In India, the prevention of parent-to-child transmission and antiretroviral therapy services for HIV-infected mothers and children have been rapidly scaled up over the recent years. Despite these advances, a large number of HIV-infected children are born in every year. A thorough literature review has been done by retrieving related studies (published from the year 2000 onward); using a Medline search and by extracting recent findings from the official websites of the National AIDS Control Organization, UNAIDS, UNICEF, and World Health Organization.
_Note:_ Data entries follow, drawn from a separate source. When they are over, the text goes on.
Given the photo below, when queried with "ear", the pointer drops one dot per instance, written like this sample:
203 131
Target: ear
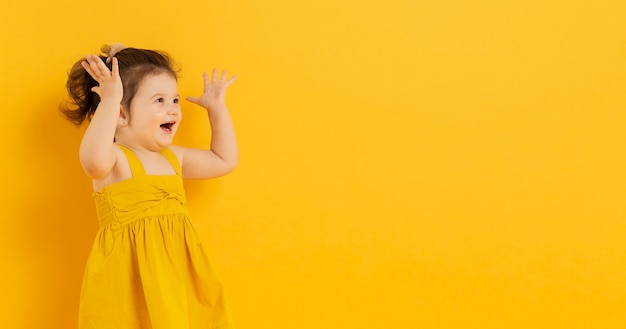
123 119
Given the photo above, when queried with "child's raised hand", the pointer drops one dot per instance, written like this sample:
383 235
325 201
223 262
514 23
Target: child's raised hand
109 81
214 95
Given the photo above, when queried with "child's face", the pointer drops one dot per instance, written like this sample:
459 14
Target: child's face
155 111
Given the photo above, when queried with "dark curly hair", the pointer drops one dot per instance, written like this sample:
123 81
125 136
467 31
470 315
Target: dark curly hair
134 65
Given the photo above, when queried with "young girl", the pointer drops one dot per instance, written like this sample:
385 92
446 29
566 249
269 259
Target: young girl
147 267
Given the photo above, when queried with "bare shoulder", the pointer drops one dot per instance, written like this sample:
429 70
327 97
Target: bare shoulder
199 164
120 171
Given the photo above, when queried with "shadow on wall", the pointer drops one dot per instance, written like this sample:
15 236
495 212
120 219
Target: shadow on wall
59 221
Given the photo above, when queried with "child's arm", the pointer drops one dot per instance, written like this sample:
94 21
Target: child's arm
97 155
223 156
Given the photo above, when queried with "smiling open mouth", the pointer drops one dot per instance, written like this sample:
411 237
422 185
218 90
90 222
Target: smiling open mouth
167 127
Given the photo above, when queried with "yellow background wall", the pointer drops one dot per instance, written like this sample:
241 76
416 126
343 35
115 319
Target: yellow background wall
404 164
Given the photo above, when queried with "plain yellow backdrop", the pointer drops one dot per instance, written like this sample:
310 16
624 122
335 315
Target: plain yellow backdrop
404 164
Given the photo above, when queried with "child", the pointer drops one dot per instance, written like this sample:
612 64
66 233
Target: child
147 267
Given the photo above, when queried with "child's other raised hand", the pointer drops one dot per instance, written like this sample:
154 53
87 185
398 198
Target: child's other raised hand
109 81
214 95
The efforts that are made to control pediatric HIV are challenged by a large range of factors such as low health service utilization, poor drug adherence, delayed infant diagnosis, discriminatory attitude of health providers, loss to follow-up, and poor coordination in managing continuum of care. These challenges may be addressed by adopting innovative and effective strategies and strengthening the existing health system. This would bring about a significant reduction in pediatric HIV incidence and improve the outcomes in children who are HIV infected.

Keywords: Antiretroviral therapy, National AIDS Control Organization, pediatric HIV, prevention of parent-to-child transmission


How to cite this article:
Nath A. Pediatric HIV in India: Current scenario and the way forward. Indian J Public Health 2017;61:124-30

How to cite this URL:
Nath A. Pediatric HIV in India: Current scenario and the way forward. Indian J Public Health [serial online] 2017 [cited 2023 Mar 26];61:124-30. Available from: https://www.ijph.in/text.asp?2017/61/2/124/207411


   Introduction Top


Pediatric HIV/AIDS is a significant cause of childhood morbidity and mortality.[1],[2] In the year 2013, there were 3.2 million children living with HIV all over the world and 240,000 children became newly infected.[3] India has estimated 145,000 children <15 years of age who are infected by HIV/AIDS, and about 22,000 new infections occur every year. Children account for 7% of all the new HIV infections.[4]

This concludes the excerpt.